On peut dire de lui qu’il est exemplairement le produit d’une époque, qu’il est l’enfant intellectuel, littéraire et spirituel de la période qui va de 1923 à 1952 et qu’on a appelée à juste titre l’Epoque libérale.
Né au Caire, il est le fils de l’actrice et journaliste Fatima (Rose) Al Youssef et d’un ingénieur devenu acteur et dramaturge, Mohamad Abdel-Qoddous. Ces parents divorcent très tôt et le petit Ehsan est confié à sa mère, après un court séjour dans la famille paternelle à Maymouna, dans le gouvernorat de Gharbiya. Cette mère, femme de caractère et d’action, a eu une influence considérable sur le fils. Après une bonne scolarité dans les écoles Aghakhan et Fouad 1er, il poursuit ses études à l’Université du Caire et obtient une licence de droit en 1942. Il travaillera un an dans un bureau d’avocat, puis se consacrera au journalisme, métier qu’il ne quittera plus.
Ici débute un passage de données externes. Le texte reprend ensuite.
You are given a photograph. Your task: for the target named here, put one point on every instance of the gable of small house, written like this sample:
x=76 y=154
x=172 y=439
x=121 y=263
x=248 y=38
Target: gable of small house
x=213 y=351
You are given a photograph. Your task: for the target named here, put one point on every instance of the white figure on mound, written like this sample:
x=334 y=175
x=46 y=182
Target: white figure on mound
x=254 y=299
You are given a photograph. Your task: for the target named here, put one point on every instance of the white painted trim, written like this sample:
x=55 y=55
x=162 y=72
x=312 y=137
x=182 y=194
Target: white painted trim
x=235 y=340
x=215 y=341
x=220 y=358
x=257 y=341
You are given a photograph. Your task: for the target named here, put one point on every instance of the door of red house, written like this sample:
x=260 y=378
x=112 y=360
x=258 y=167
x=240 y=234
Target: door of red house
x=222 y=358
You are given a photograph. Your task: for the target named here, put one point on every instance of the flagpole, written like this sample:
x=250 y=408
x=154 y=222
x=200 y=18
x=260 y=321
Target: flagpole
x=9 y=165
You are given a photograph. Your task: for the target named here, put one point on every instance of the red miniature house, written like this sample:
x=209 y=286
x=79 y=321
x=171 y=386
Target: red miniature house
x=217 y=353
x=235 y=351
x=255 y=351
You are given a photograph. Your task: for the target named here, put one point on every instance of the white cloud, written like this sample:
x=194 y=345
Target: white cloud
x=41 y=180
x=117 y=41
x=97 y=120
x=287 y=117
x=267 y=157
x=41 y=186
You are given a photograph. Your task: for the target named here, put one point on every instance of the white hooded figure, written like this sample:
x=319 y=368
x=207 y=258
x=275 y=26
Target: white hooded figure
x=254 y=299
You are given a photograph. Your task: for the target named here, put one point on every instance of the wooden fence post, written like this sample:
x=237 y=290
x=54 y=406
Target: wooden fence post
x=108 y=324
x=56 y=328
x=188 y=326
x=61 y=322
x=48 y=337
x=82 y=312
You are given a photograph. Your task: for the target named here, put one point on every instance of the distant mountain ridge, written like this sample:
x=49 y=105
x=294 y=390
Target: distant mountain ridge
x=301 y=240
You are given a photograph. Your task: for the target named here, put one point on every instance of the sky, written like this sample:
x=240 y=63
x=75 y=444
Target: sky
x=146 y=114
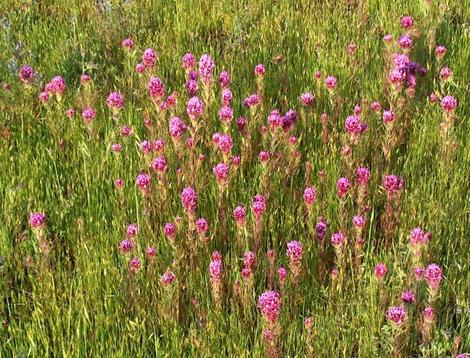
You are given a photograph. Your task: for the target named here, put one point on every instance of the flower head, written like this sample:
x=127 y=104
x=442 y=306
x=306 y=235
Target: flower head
x=294 y=251
x=88 y=115
x=260 y=70
x=194 y=108
x=156 y=88
x=343 y=185
x=115 y=101
x=362 y=175
x=126 y=246
x=149 y=58
x=221 y=172
x=215 y=269
x=206 y=68
x=189 y=199
x=448 y=104
x=331 y=82
x=406 y=22
x=433 y=276
x=127 y=43
x=189 y=61
x=396 y=315
x=169 y=230
x=338 y=239
x=26 y=74
x=143 y=182
x=259 y=206
x=132 y=231
x=408 y=297
x=249 y=259
x=167 y=278
x=224 y=79
x=310 y=195
x=239 y=215
x=202 y=226
x=160 y=164
x=307 y=99
x=135 y=265
x=270 y=305
x=380 y=271
x=393 y=184
x=37 y=220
Il commence à écrire pour le magazine hebdomadaire qui portait le nom de sa mère, Rose Al Youssef, en signant un article polémique en 1945 contre l’ambassadeur britannique, Lord Killearn, Cet Homme doit partir. Ce premier pas dans le journalisme lui vaut aussi un premier séjour en prison. Il y reste quelques mois, et sa mère le nomme à sa sortie directeur de la rédaction de son magazine. Il le demeura jusqu’en 1964. Il prend la direction de Akhbar Al-Youm à partir de 1966 et cela jusqu’en 1974.
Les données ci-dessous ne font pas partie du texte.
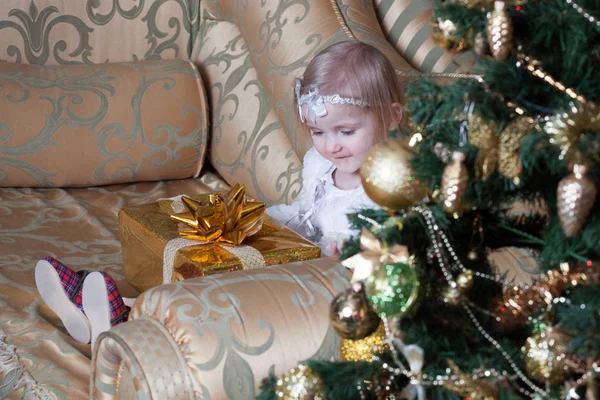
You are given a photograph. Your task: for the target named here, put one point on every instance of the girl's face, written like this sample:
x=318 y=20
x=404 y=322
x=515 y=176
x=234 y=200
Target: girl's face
x=343 y=136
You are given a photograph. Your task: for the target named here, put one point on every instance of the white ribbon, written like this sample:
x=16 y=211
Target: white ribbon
x=248 y=255
x=415 y=356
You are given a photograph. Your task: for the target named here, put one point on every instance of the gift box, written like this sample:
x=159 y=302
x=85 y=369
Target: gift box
x=149 y=232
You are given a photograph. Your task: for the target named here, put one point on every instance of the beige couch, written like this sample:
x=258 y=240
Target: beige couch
x=80 y=139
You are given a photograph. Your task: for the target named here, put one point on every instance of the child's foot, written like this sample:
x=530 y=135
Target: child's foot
x=60 y=287
x=103 y=304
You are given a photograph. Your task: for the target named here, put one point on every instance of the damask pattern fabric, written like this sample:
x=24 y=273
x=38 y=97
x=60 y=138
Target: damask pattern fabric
x=87 y=125
x=248 y=144
x=47 y=32
x=406 y=26
x=79 y=227
x=249 y=56
x=229 y=337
Il fit aussi partie des grandes signatures du quotidien Al-Ahram de 1974 jusqu’en 1990, année de son décès. Il déploya dès ses premiers articles une veine polémique qui ne devait jamais se démentir tout au long de sa carrière. Il prophétisa à la suite d’un voyage en Palestine, qu’il fit en 1946, la défaite de 1948.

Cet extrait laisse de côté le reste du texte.